Hospitalisé à l’hôpital d’Estaing, Wissan El-Yamni, 30 ans, est dans le coma depuis dimanche, après avoir fait un malaise cardiaque, apparemment dans la voiture l’amenant au commissariat. Selon le procureur, l’examen médical a révélé des fractures aux côtes, au visage ainsi que des lésions sur le cou. Les photos prises par la famille à l’hôpital montrent des marques rouges violacées encerclant le côté gauche de son cou, ainsi qu’un œil tuméfié.
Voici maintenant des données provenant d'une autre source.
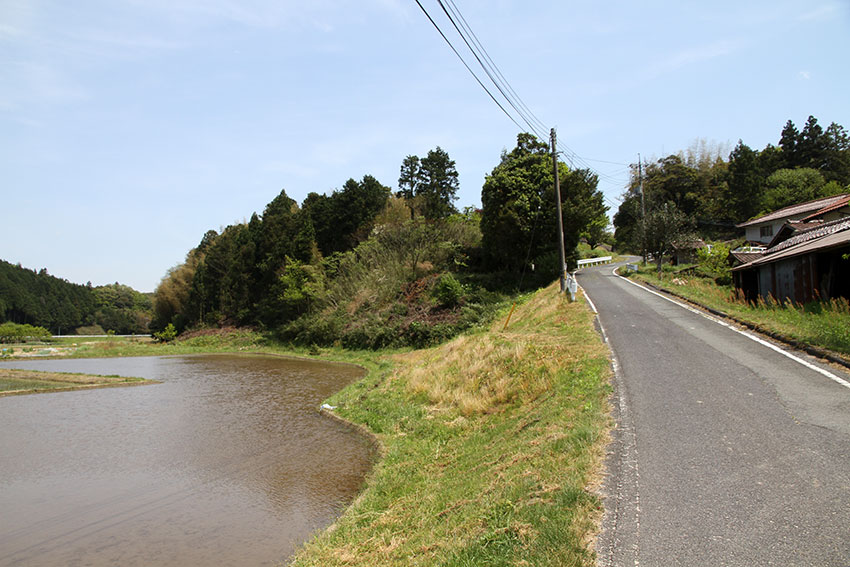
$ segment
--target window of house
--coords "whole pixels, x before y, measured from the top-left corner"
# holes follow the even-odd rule
[[[773,236],[773,225],[772,224],[765,225],[765,226],[761,227],[759,230],[761,232],[762,237]]]

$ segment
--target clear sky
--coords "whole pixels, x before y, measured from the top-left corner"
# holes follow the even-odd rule
[[[455,4],[609,215],[638,153],[850,129],[847,0]],[[153,291],[281,189],[438,145],[477,206],[518,132],[414,0],[0,0],[0,258],[72,282]]]

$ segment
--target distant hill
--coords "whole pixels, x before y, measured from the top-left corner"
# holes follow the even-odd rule
[[[54,334],[90,332],[144,334],[151,295],[119,283],[92,287],[0,260],[0,322],[30,324]]]

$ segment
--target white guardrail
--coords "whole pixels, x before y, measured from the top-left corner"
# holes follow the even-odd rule
[[[597,264],[607,264],[613,258],[611,256],[603,256],[602,258],[585,258],[584,260],[578,261],[579,269],[584,268],[586,266],[595,266]]]

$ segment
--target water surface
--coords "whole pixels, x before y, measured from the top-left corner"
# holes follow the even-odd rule
[[[277,357],[4,366],[162,384],[0,398],[0,565],[274,565],[350,502],[367,439],[318,414],[362,375]]]

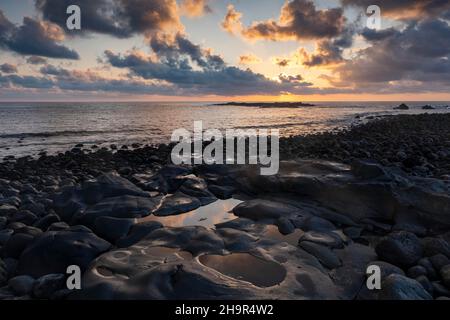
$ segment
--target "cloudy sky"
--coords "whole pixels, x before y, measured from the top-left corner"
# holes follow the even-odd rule
[[[450,1],[0,0],[0,57],[3,101],[449,101]]]

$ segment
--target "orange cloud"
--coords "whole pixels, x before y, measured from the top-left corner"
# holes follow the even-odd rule
[[[222,27],[251,40],[311,40],[338,36],[345,27],[342,8],[317,10],[310,0],[292,0],[281,8],[278,20],[253,22],[243,27],[242,13],[230,5]]]
[[[258,64],[261,62],[261,58],[254,55],[253,53],[244,54],[239,57],[239,64]]]
[[[208,0],[182,0],[180,3],[181,14],[188,17],[201,17],[205,13],[212,12],[207,4]]]
[[[232,4],[228,5],[227,14],[222,21],[222,28],[231,34],[240,33],[242,31],[242,13],[236,11]]]

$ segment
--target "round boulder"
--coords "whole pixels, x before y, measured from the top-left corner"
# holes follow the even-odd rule
[[[407,231],[396,231],[383,237],[375,248],[381,260],[396,266],[411,267],[423,253],[420,239]]]

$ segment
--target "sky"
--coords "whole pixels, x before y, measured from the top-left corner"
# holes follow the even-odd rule
[[[80,30],[67,27],[70,5]],[[448,0],[0,0],[0,101],[450,101],[449,92]]]

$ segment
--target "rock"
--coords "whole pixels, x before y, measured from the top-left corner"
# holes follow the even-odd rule
[[[0,205],[0,217],[12,216],[16,212],[17,212],[17,208],[12,205],[9,205],[9,204]]]
[[[280,218],[277,220],[276,225],[281,234],[287,235],[295,231],[295,226],[291,220],[287,218]]]
[[[60,222],[60,221],[61,221],[61,219],[59,218],[58,215],[56,215],[56,214],[48,214],[45,217],[42,217],[41,219],[39,219],[39,221],[36,221],[34,226],[36,228],[39,228],[39,229],[45,231],[53,223],[57,223],[57,222]]]
[[[201,206],[200,200],[182,192],[166,197],[154,212],[155,216],[171,216],[195,210]]]
[[[422,109],[423,109],[423,110],[434,110],[435,107],[430,106],[430,105],[427,104],[426,106],[423,106]]]
[[[419,238],[413,233],[396,231],[383,237],[375,251],[381,260],[410,267],[422,257],[423,248]]]
[[[39,228],[36,228],[36,227],[25,226],[25,227],[15,230],[15,234],[19,234],[19,233],[27,234],[32,237],[37,237],[42,234],[42,230]]]
[[[22,252],[33,242],[34,237],[24,233],[13,234],[2,248],[6,257],[19,258]]]
[[[398,107],[394,107],[394,110],[409,110],[409,107],[406,104],[402,103]]]
[[[423,266],[414,266],[408,269],[406,272],[406,275],[412,279],[416,279],[420,276],[426,276],[427,275],[427,269]]]
[[[130,167],[122,167],[122,168],[119,168],[119,170],[117,170],[117,172],[122,176],[128,176],[133,172],[133,169],[131,169]]]
[[[179,191],[187,194],[188,196],[199,199],[202,206],[217,200],[216,196],[208,190],[208,185],[203,179],[189,175],[184,177],[182,180],[184,182],[179,188]]]
[[[65,274],[47,274],[36,280],[33,287],[33,295],[38,299],[50,299],[58,290],[66,286]]]
[[[393,264],[385,262],[385,261],[372,261],[367,265],[367,267],[369,267],[369,266],[378,266],[380,268],[381,280],[390,276],[391,274],[399,274],[401,276],[405,275],[405,273],[403,272],[402,269],[394,266]],[[366,268],[366,270],[367,270],[367,268]]]
[[[443,254],[437,254],[430,257],[430,262],[434,269],[439,272],[444,266],[450,264],[450,260]]]
[[[0,245],[4,246],[8,239],[13,235],[14,230],[12,229],[3,229],[0,231]]]
[[[29,294],[33,289],[35,280],[27,275],[17,276],[9,279],[8,286],[18,296]]]
[[[364,180],[385,177],[387,175],[384,168],[379,164],[362,160],[357,160],[352,163],[352,172],[356,177]]]
[[[131,230],[128,235],[119,239],[116,245],[120,248],[130,247],[148,236],[151,232],[162,227],[163,225],[157,221],[148,221],[135,224],[131,226]]]
[[[99,217],[95,220],[94,232],[103,239],[115,243],[118,239],[128,234],[134,223],[135,219]]]
[[[380,300],[433,299],[419,282],[399,274],[391,274],[382,281],[378,298]]]
[[[8,219],[6,217],[0,217],[0,230],[3,230],[8,224]]]
[[[204,227],[159,228],[145,240],[160,246],[180,248],[194,256],[200,253],[222,254],[225,246],[219,235]]]
[[[269,200],[253,199],[244,201],[233,208],[233,213],[255,221],[289,217],[297,208]]]
[[[165,179],[173,178],[177,176],[185,176],[192,172],[192,169],[176,166],[176,165],[167,165],[164,166],[161,170],[158,171],[158,174],[163,176]]]
[[[424,275],[422,276],[418,276],[417,278],[415,278],[415,280],[420,283],[422,285],[422,287],[427,290],[427,292],[430,295],[433,295],[433,285],[431,284],[430,280],[428,280],[428,278]]]
[[[443,254],[450,259],[450,244],[441,238],[425,238],[422,240],[423,253],[426,257]]]
[[[417,264],[419,266],[424,267],[427,270],[427,277],[431,280],[437,279],[436,270],[434,270],[433,264],[431,263],[429,258],[420,259]]]
[[[299,246],[316,257],[328,269],[335,269],[342,265],[338,256],[328,247],[309,241],[302,241]]]
[[[22,253],[17,273],[37,278],[50,273],[65,273],[70,265],[86,270],[89,263],[110,246],[85,227],[47,231]]]
[[[333,232],[308,231],[300,236],[299,245],[303,241],[314,242],[332,249],[342,248],[344,245],[342,239]]]
[[[364,229],[359,227],[348,227],[344,229],[344,234],[350,239],[358,239]]]
[[[48,227],[47,231],[61,231],[61,230],[67,230],[67,229],[70,229],[70,226],[67,223],[62,221],[62,222],[52,223]]]
[[[75,213],[103,199],[113,197],[148,197],[149,195],[129,180],[115,174],[104,174],[78,187],[66,187],[55,196],[53,206],[64,221],[70,221]]]
[[[434,281],[431,284],[433,285],[433,292],[435,296],[450,297],[450,290],[444,287],[441,282]]]
[[[442,282],[444,285],[450,289],[450,264],[441,268],[439,272],[442,278]]]
[[[0,288],[5,284],[6,280],[8,280],[8,272],[6,271],[6,264],[0,258]]]
[[[392,231],[408,231],[414,233],[418,237],[423,237],[427,234],[427,229],[425,227],[412,223],[397,222],[392,228]]]
[[[12,276],[16,274],[16,269],[17,269],[17,264],[18,261],[14,258],[5,258],[3,260],[5,266],[6,266],[6,273],[8,274],[8,276]]]
[[[217,198],[226,200],[230,199],[236,192],[236,189],[232,186],[219,186],[219,185],[209,185],[209,191],[211,191]]]
[[[28,210],[20,210],[9,219],[10,222],[22,222],[26,225],[32,225],[36,220],[38,217]]]
[[[99,217],[134,219],[149,215],[159,204],[160,198],[119,196],[106,198],[89,207],[81,214],[74,215],[75,224],[94,227]]]
[[[336,226],[328,220],[311,216],[304,220],[302,229],[305,231],[332,231],[336,230]]]

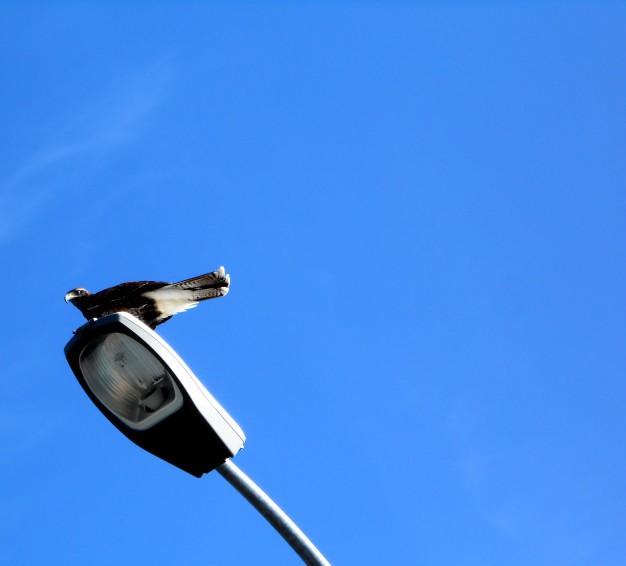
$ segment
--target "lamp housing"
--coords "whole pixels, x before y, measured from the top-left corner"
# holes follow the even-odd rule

D’après le procureur, l’analyse toxicologique a décélé « la présence dans l’organisme d’un mélange excitant d’alcool, de résine de cannabis et de cocaïne ». Ce qui n’explique en rien comment une simple interpellation s’est finie aux urgences. « On a l’impression que le parquet veut mettre en avant l’énervement de Wissan El-Yamni pour justifier une interpellation musclée », critique Me Canis. Le frère et la sœur de la victime comptent se porter partie civile dès lundi pour avoir accès au dossier.
Retour sur les faits. Selon La Montagne, « il est environ 2h30 du matin (la nuit du réveillon) quand, alertés via un coup de téléphone de la présence au sol d’un homme inanimé, policiers et sapeurs-pompiers arrivent au centre commercial de La Gauthière, un quartier Nord classé en zone urbaine sensible. Là nulle trace de blessé mais quatre jeunes sur un banc. » L’un d’eux, Wissan El-Yamni, qui réveillonnait sur le parking du centre commercial avec cinq ou six amis, aurait alors, selon deux d’entre eux, jeté une voire plusieurs pierres sur la vitre de la voiture de police.
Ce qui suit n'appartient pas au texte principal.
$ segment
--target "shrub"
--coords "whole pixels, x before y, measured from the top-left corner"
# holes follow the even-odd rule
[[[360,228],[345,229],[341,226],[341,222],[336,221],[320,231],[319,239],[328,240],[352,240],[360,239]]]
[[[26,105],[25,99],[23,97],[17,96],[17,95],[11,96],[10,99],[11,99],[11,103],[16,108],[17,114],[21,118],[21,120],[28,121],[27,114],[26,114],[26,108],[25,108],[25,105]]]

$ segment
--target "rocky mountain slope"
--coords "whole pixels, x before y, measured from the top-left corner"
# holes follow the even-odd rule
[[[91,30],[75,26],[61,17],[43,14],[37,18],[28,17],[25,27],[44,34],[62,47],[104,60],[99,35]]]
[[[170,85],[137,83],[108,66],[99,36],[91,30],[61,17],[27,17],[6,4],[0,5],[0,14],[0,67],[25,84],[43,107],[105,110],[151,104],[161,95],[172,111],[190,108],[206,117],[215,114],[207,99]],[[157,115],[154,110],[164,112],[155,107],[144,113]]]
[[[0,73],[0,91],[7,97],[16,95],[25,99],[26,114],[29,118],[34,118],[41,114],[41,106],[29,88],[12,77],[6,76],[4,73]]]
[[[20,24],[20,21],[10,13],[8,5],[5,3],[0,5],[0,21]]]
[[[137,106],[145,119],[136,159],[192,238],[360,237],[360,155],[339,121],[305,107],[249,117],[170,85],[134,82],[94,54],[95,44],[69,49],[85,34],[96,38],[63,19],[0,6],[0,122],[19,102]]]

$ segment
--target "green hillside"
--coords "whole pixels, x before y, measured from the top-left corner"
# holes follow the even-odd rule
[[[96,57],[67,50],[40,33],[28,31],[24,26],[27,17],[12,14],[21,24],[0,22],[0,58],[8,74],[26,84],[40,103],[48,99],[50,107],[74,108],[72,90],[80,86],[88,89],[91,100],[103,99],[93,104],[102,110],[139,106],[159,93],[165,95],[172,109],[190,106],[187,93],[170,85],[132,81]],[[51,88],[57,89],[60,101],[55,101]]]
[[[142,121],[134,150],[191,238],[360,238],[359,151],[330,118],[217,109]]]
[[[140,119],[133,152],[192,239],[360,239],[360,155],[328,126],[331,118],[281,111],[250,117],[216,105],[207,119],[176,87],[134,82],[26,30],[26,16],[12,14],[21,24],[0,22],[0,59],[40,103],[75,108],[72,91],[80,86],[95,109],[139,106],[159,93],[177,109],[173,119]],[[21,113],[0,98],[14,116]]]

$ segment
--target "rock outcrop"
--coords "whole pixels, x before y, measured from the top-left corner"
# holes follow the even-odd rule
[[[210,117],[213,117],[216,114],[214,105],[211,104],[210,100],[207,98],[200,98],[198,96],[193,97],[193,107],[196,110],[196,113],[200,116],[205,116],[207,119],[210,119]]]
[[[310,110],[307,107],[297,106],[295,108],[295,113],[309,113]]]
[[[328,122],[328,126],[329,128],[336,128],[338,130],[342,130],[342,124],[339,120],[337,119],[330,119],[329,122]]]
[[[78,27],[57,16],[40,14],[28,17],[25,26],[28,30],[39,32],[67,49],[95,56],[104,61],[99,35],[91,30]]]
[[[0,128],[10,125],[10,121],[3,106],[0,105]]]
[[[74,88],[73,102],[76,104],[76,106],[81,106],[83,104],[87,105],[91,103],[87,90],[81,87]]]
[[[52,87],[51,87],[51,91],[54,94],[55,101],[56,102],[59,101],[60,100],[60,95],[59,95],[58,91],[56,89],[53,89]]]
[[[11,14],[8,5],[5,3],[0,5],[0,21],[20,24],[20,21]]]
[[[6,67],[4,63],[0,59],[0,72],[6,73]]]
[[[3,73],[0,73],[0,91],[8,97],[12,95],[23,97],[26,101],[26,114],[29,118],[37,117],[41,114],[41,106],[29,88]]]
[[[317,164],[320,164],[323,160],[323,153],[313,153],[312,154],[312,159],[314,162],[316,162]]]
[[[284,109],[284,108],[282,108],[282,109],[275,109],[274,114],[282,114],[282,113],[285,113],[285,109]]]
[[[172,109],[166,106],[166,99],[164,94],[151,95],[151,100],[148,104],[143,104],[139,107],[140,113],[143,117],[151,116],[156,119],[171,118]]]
« Ce soir-là, on était sept sur le parking autour d’une voiture pour la musique, raconte Samir, 34 ans. On a bu, il y avait du cannabis, mais à aucun moment on n’a vu Wissan prendre de la cocaïne. Nous faisions la fête, c’est tout. Je suis parti quand il a jeté la première pierre sur la voiture de flics, parce que je me suis dit que ça allait mal tourner. »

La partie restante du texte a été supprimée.